25 September 20200 comments

The European Union has released its long-awaited migration policy plan that focuses on mandatory burden sharing but also on sending illegal migrants back to their home countries.

The ‘Migration and Asylum Pact’ is the latest effort by the EU’s executive to create a comprehensive, pan-European plan for managing migration.

Backed by Germany, the bloc’s most powerful member and the EU’s current rotating president, it includes mandatory rules for sharing the migration burden, whether that means hosting asylum seekers or sponsoring returns of failed applicants.

It also aims to strengthen control of Europe’s external borders, with new plans to screen all migrants and fast track those unlikely to get asylum, crack down on human trafficking; as well as increasing support for countries of origin and transit to give people reasons to stay home.

But migrant rights advocates say the pact renounces the EU’s international obligation to uphold the rights of people in need.

European Commission President Ursula von der Leyen said the plan strikes a fair balance between responsibility and solidarity among member states.

“It is not a question of whether member states should support with solidarity and contributions but how they should support,” Ms von der Leyen said.

The commission’s plan needs to be approved by the 27 member states, and some European leaders expressed concerns before its details were even announced.

Migration is a deeply divisive issue in the EU. Countries on the front lines of the migrant influx, such as Greece, Spain and Italy, want much more burden sharing and other support.
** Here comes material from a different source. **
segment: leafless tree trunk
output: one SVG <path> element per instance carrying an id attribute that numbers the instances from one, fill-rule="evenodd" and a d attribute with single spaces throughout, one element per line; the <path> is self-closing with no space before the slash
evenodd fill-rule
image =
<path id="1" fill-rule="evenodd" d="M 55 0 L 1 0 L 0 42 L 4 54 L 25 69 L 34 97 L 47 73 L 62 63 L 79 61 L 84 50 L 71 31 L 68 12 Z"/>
Others, like Hungary and Austria, flatly object to taking in new migrants.

The release of the pact comes just after the recent fire at Europe’s largest migrant camp on the Greek island of Lesbos. While Germany has agreed to welcome more than 1,500 of the migrants, other countries are taking in far fewer, or none.

Europe’s migration influx has fallen significantly since more than a million people arrived in 2015. Last year saw just 140,000. Even so, seven European countries, including EU members Hungary and Croatia, top a new Gallup poll as the world’s hostile places for migrants and refugees.

The European Commission says it will unveil proposals on legal migration next year, as well as on Europe’s open border Schengen system.

Migrant advocates point to the fact that since 2013, thousands of people have died or endured violence, misery and tragedy in inhumane conditions due to the EU’s failed migration policy.

Some says the EU has given in to the demands of Hungary’s authoritarian and nationalist President Viktor Orbán,

And they say it will mean asylum-seekers who would – under normal EU procedures – have their applications recognised would now be faced with impossible bureaucratic procedures.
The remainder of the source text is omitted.